Reading positive and negative values
Strongly positive values, above about +4, indicate a stable atmosphere where surface heating may produce haze or fair-weather cumulus but little deep convection. Values between +1 and +4 are weakly stable; storms are unlikely unless strong forcing arrives. Near zero, the air mass is neutral and small changes in heating or moisture can tip the balance. Negative values signal instability: roughly -2 to -6 supports scattered thunderstorms, while values below about -6 point to a highly unstable regime where severe storms are possible if moisture and wind shear cooperate. Because Lifted Index uses a fixed lifting level, it can miss elevated convection, where storms form from a warm layer above the surface while the ground remains stable.

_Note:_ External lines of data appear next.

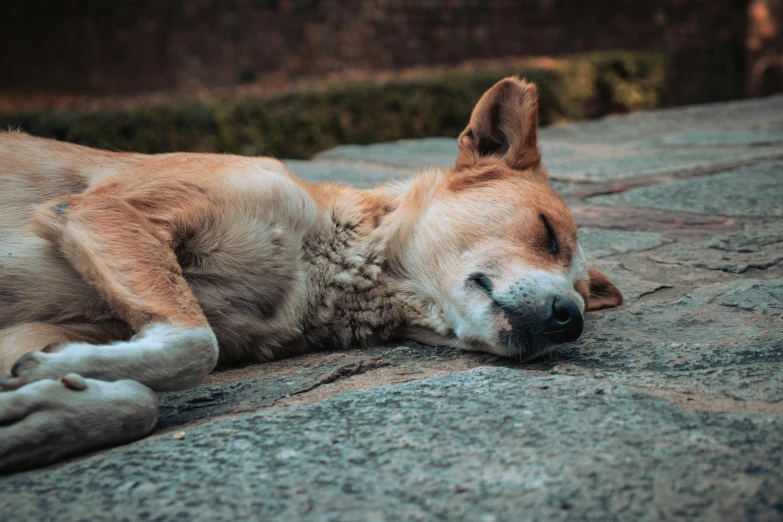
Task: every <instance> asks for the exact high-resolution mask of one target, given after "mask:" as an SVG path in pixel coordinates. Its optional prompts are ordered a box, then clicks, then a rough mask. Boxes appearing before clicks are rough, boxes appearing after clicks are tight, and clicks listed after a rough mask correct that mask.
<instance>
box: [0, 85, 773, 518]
mask: <svg viewBox="0 0 783 522" xmlns="http://www.w3.org/2000/svg"><path fill="white" fill-rule="evenodd" d="M541 141H542V143H543V150H544V161H545V163H546V165H547V166H548V168H549V171H550V175H551V179H552V182H553V184H554V186H555V187H556V188H557V189H558V190H559V192H560V193H561V194H562V195H563V196H564V197H565V199H566V200H567V201H568V203H569V204H570V206H571V208H572V209H573V210H574V213H575V214H576V216H577V221H578V222H580V223H581V227H582V234H581V235H582V239H581V240H580V241H581V242H582V244H583V246H584V249H585V251H586V252H587V254H588V257H589V258H591V265H592V266H593V267H594V268H599V269H601V270H603V271H605V272H607V273H609V274H610V275H611V276H612V277H613V279H614V281H615V282H616V283H617V284H618V286H619V287H620V288H621V289H622V290H623V292H624V294H625V296H626V304H625V305H623V306H622V307H620V308H617V309H611V310H606V311H602V312H597V313H593V314H590V315H589V316H588V319H587V327H586V332H585V334H584V335H583V337H582V338H581V339H580V340H579V341H578V342H576V343H573V344H571V345H567V346H566V347H565V348H564V349H563V350H562V351H561V352H560V353H559V355H557V356H556V357H553V358H552V359H551V360H545V361H539V362H538V363H536V364H527V365H520V364H516V363H514V362H511V361H505V360H495V359H494V358H491V357H488V356H485V355H476V354H466V353H459V352H457V351H454V350H450V349H439V348H433V347H428V346H424V345H420V344H416V343H405V344H392V345H388V346H379V347H375V348H372V349H366V350H352V351H347V352H334V353H322V354H313V355H308V356H305V357H300V358H297V359H291V360H286V361H280V362H278V363H273V364H267V365H257V366H250V367H245V368H241V369H235V370H230V371H224V372H220V373H216V374H213V375H212V376H211V377H210V379H209V381H208V382H207V383H206V384H204V385H203V386H201V387H199V388H197V389H194V390H190V391H187V392H181V393H165V394H161V396H160V400H161V415H160V422H159V429H158V431H157V432H156V433H155V434H154V435H153V436H151V437H149V438H147V439H145V440H142V441H140V442H137V443H134V444H130V445H127V446H124V447H120V448H115V449H110V450H107V451H103V452H99V453H95V454H92V455H89V456H86V457H83V458H79V459H74V460H71V461H70V462H67V463H64V464H60V465H57V466H51V467H49V468H46V469H41V470H36V471H30V472H25V473H19V474H16V475H10V476H5V477H0V499H2V500H1V501H0V519H2V520H20V521H34V520H58V521H62V520H209V521H219V520H313V521H352V520H356V521H365V520H367V521H376V520H377V521H382V520H467V521H487V522H489V521H503V520H511V521H519V520H528V519H529V520H570V519H579V520H597V521H609V520H623V521H627V520H645V521H652V520H691V519H699V520H711V521H712V520H743V521H745V520H763V521H773V520H783V221H782V220H781V217H783V96H778V97H773V98H767V99H762V100H753V101H743V102H736V103H728V104H717V105H707V106H699V107H691V108H685V109H676V110H667V111H658V112H651V113H645V114H634V115H630V116H623V117H610V118H606V119H603V120H600V121H595V122H586V123H578V124H573V125H566V126H557V127H550V128H547V129H543V130H542V132H541ZM456 151H457V149H456V146H455V145H454V140H451V139H448V140H447V139H428V140H418V141H406V142H399V143H387V144H378V145H372V146H368V147H360V146H345V147H339V148H337V149H334V150H331V151H328V152H325V153H322V154H320V155H319V156H317V157H316V158H315V159H314V160H313V161H308V162H303V161H290V162H287V163H288V164H289V166H290V168H291V169H292V170H293V171H294V172H295V173H297V174H298V175H300V176H301V177H303V178H305V179H309V180H321V179H336V180H340V181H342V182H345V183H352V184H355V185H358V186H370V185H373V184H376V183H378V182H383V181H387V180H389V179H394V178H399V177H405V176H408V175H409V174H410V172H411V171H412V170H414V169H416V168H420V167H424V166H426V165H443V166H449V165H451V164H452V163H453V160H454V158H455V157H456Z"/></svg>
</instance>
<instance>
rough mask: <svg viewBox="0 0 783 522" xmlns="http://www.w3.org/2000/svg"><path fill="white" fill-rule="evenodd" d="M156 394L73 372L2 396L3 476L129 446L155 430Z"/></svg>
mask: <svg viewBox="0 0 783 522" xmlns="http://www.w3.org/2000/svg"><path fill="white" fill-rule="evenodd" d="M156 418H157V401H156V398H155V394H154V393H153V392H152V391H151V390H150V389H149V388H146V387H145V386H142V385H141V384H139V383H137V382H133V381H115V382H106V381H98V380H95V379H85V378H83V377H82V376H80V375H77V374H74V373H69V374H67V375H65V376H64V377H62V378H61V379H59V380H53V379H42V380H39V381H36V382H33V383H31V384H28V385H26V386H22V387H21V388H19V389H17V390H15V391H8V392H6V393H0V473H4V472H9V471H16V470H20V469H26V468H31V467H35V466H43V465H46V464H49V463H51V462H54V461H56V460H60V459H62V458H65V457H69V456H72V455H76V454H79V453H84V452H85V451H90V450H95V449H99V448H104V447H106V446H114V445H117V444H123V443H126V442H131V441H133V440H136V439H138V438H141V437H143V436H144V435H146V434H148V433H149V432H150V431H152V429H153V428H154V426H155V421H156Z"/></svg>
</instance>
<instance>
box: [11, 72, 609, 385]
mask: <svg viewBox="0 0 783 522" xmlns="http://www.w3.org/2000/svg"><path fill="white" fill-rule="evenodd" d="M536 125H537V101H536V91H535V87H534V86H533V85H531V84H527V83H525V82H521V81H519V80H517V79H507V80H504V81H503V82H500V83H499V84H498V85H496V86H495V87H493V89H492V90H490V91H488V93H487V94H486V95H485V97H484V98H482V100H481V101H480V102H479V104H478V105H477V107H476V110H475V112H474V115H473V117H472V118H471V122H470V124H469V125H468V128H466V130H465V132H463V133H462V135H461V137H460V139H459V145H460V155H459V158H458V159H457V163H456V167H455V168H454V169H452V170H448V171H445V170H444V171H440V170H435V171H430V172H426V173H424V174H422V175H420V176H419V177H417V178H414V179H412V180H410V181H408V182H407V183H399V184H393V185H390V186H383V187H379V188H376V189H373V190H368V191H362V190H358V189H353V188H350V187H343V186H338V185H334V184H331V183H323V184H316V185H310V184H307V183H305V182H303V181H301V180H299V179H297V178H296V177H295V176H294V175H293V174H292V173H291V172H289V171H288V170H287V169H286V168H285V166H283V165H282V164H281V163H279V162H277V161H275V160H272V159H268V158H247V157H239V156H232V155H227V154H186V153H175V154H161V155H154V156H146V155H139V154H126V153H114V152H106V151H99V150H94V149H89V148H85V147H81V146H77V145H71V144H65V143H58V142H55V141H52V140H47V139H41V138H34V137H31V136H27V135H25V134H21V133H14V132H10V133H4V134H0V186H1V187H2V190H0V208H2V213H0V370H2V369H3V368H4V369H6V370H7V369H8V368H9V367H10V365H11V364H12V363H13V362H14V361H15V360H16V359H17V358H18V357H19V355H20V354H22V353H25V352H28V351H31V350H35V349H37V348H42V347H43V346H44V345H45V344H46V343H48V342H51V341H53V340H62V341H71V340H80V341H85V342H90V343H105V342H107V341H109V340H122V339H127V337H128V336H129V335H130V333H131V329H132V330H133V331H136V332H140V331H143V330H144V328H145V327H146V326H148V325H151V324H160V323H165V324H170V325H175V326H176V327H177V328H184V329H190V328H200V327H205V326H209V327H211V329H212V330H213V331H214V332H215V335H216V336H217V339H218V342H219V345H220V359H221V361H223V362H230V361H237V360H256V361H268V360H272V359H275V358H279V357H285V356H289V355H292V354H296V353H301V352H303V351H307V350H313V349H316V348H322V347H328V346H333V347H346V346H349V345H350V344H352V343H370V342H376V341H379V340H383V339H387V338H389V337H391V336H394V335H400V334H401V333H402V332H407V331H414V330H420V331H421V330H425V331H428V332H430V333H432V334H433V335H434V338H437V339H442V340H446V339H448V338H449V337H450V336H452V335H453V331H454V328H453V325H451V324H449V318H448V317H447V316H448V315H449V312H448V310H447V309H448V308H449V306H451V305H448V303H444V301H447V300H448V298H447V297H444V295H445V293H446V289H447V287H449V285H459V284H462V283H463V282H462V281H461V280H460V281H458V280H456V279H454V277H456V275H457V274H458V273H460V269H459V268H458V266H457V265H458V264H459V263H464V259H463V258H465V256H467V258H470V259H471V260H475V259H478V258H480V257H481V256H485V257H486V255H487V253H488V252H491V253H492V254H491V256H490V257H492V259H487V260H485V261H486V263H485V264H487V266H497V267H498V270H497V273H498V274H503V275H499V276H498V281H499V283H498V284H499V285H500V284H501V283H502V281H501V279H502V278H503V277H507V276H508V277H511V272H509V271H508V270H505V268H504V267H506V266H508V267H512V266H515V264H518V263H519V262H520V261H524V262H525V263H526V266H528V267H533V268H536V269H541V270H554V271H562V272H563V273H567V272H568V270H569V267H570V265H571V262H572V257H573V256H574V252H575V249H576V248H577V239H576V224H575V222H574V220H573V217H572V215H571V213H570V212H569V211H568V209H567V208H566V207H565V205H564V204H563V202H562V201H561V200H560V198H559V197H558V196H557V195H556V194H555V193H554V191H553V190H552V189H551V188H550V187H549V185H548V183H547V181H546V171H545V170H544V168H543V166H542V165H541V164H540V154H539V152H538V148H537V144H536ZM541 214H544V215H546V218H547V219H548V220H549V222H550V223H551V225H552V227H554V228H555V229H556V230H557V231H558V235H559V240H560V245H561V247H560V250H559V253H558V255H557V257H552V256H550V255H549V254H548V253H547V251H546V249H547V239H546V238H547V231H546V229H545V227H544V225H543V224H542V223H541V221H540V220H539V215H541ZM460 256H462V257H460ZM471 256H473V257H471ZM471 262H473V261H471ZM460 266H461V265H460ZM504 270H505V271H504ZM590 279H593V280H596V281H600V282H601V284H602V286H603V290H601V292H600V293H598V294H595V295H599V296H600V297H601V299H604V301H605V302H610V301H607V300H606V299H607V296H610V297H611V298H612V299H611V304H610V305H616V304H619V303H620V302H621V297H619V296H620V294H619V292H616V289H614V291H613V290H612V288H614V287H613V285H611V282H609V281H608V279H606V278H605V276H603V278H601V277H600V276H598V275H591V277H590ZM502 284H505V283H502ZM509 284H510V283H509ZM574 287H575V289H576V291H578V292H579V293H580V295H582V296H583V297H584V300H585V302H588V301H589V300H590V298H591V294H590V291H589V279H588V277H587V274H586V273H585V274H583V275H581V276H580V277H579V280H578V281H577V282H575V283H574ZM613 292H614V293H613ZM587 307H588V308H590V305H589V303H588V304H587ZM594 307H597V306H594ZM79 325H82V326H79ZM118 325H128V327H121V326H120V327H118ZM444 342H445V341H444ZM470 346H473V345H472V344H470V343H468V346H467V347H470Z"/></svg>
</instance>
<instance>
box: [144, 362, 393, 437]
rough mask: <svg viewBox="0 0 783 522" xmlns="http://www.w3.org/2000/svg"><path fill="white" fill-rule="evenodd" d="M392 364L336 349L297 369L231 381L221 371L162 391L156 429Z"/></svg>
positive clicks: (261, 408)
mask: <svg viewBox="0 0 783 522" xmlns="http://www.w3.org/2000/svg"><path fill="white" fill-rule="evenodd" d="M389 365H391V362H390V361H388V360H386V359H384V358H383V357H380V356H362V355H345V354H342V353H334V354H329V355H325V356H324V357H322V358H320V359H319V360H318V363H317V364H303V365H302V366H301V367H300V368H298V369H296V370H294V371H282V372H276V373H271V372H269V373H268V374H266V375H261V376H255V377H250V378H246V379H239V380H229V382H225V381H226V379H222V378H221V377H222V376H221V374H220V373H217V374H213V375H212V376H211V378H210V379H209V381H211V382H208V383H206V384H202V385H200V386H197V387H195V388H192V389H190V390H184V391H176V392H166V393H159V394H158V403H159V408H158V424H157V429H162V428H170V427H172V426H178V425H181V424H186V423H189V422H193V421H198V420H203V419H208V418H211V417H216V416H219V415H228V414H237V413H243V412H250V411H256V410H259V409H262V408H268V407H270V406H273V405H274V404H275V403H276V402H277V401H278V400H280V399H284V398H287V397H290V396H292V395H297V394H300V393H305V392H307V391H310V390H312V389H314V388H316V387H318V386H320V385H323V384H329V383H331V382H334V381H336V380H337V379H340V378H344V377H349V376H351V375H358V374H362V373H365V372H367V371H371V370H374V369H376V368H381V367H383V366H389Z"/></svg>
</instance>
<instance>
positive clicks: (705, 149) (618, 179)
mask: <svg viewBox="0 0 783 522" xmlns="http://www.w3.org/2000/svg"><path fill="white" fill-rule="evenodd" d="M778 152H779V151H778ZM768 156H769V151H765V152H758V151H754V150H726V149H718V150H716V149H709V148H708V149H701V150H693V149H684V150H683V149H663V148H644V149H617V148H610V149H607V150H606V151H605V152H604V153H603V154H596V153H594V152H591V153H590V154H589V155H585V156H582V157H576V158H569V159H565V160H556V161H547V159H546V157H544V162H545V164H546V166H547V168H548V170H549V175H550V177H551V178H552V179H554V180H556V181H561V182H580V183H581V182H616V181H624V180H628V179H631V178H638V177H650V176H655V175H659V174H671V173H677V172H686V171H692V170H694V169H708V168H710V167H711V166H712V165H714V164H716V163H720V162H725V161H727V160H731V161H732V162H734V161H743V160H744V161H752V160H755V159H757V158H759V157H763V158H766V157H768Z"/></svg>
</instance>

Lifted Index and CAPE together
CAPE on cape.php answers a different question: how much energy an updraft could tap once lifting begins. A day can show moderately negative Lifted Index with modest CAPE, producing ordinary afternoon showers, or strongly negative Lifted Index with very high CAPE, a more serious setup. Conversely, high CAPE with a positive Lifted Index may mean instability aloft that surface-based storms cannot easily access until a front or gust front provides lift. Check both layers at the same forecast hour and model run. When they agree on a broad unstable zone, confidence increases that convection is possible; when they disagree, look at the wind and pressure maps on ngmeteo.com to see whether forcing along a front, sea breeze or mountain slope could resolve the ambiguity.
Using Lifted Index in planning
Lifted Index is most useful one to three days ahead for spotting air masses with thunder potential, less for pinning down exact storm locations. Animate the forecast loop: a negative index that strengthens through the afternoon confirms a classic diurnal thunder pattern, while instability that appears suddenly at night may signal elevated storms or an approaching system. Compare models; if only one run shows a pocket below -6, treat it cautiously. For outdoor events, pair Lifted Index with live radar on ngmeteo.com when the index turns negative in your region, because timing and cell movement matter as much as the stability number itself. Lifted Index is a quick stability thermometer; CAPE and radar tell you how strong and where storms may develop.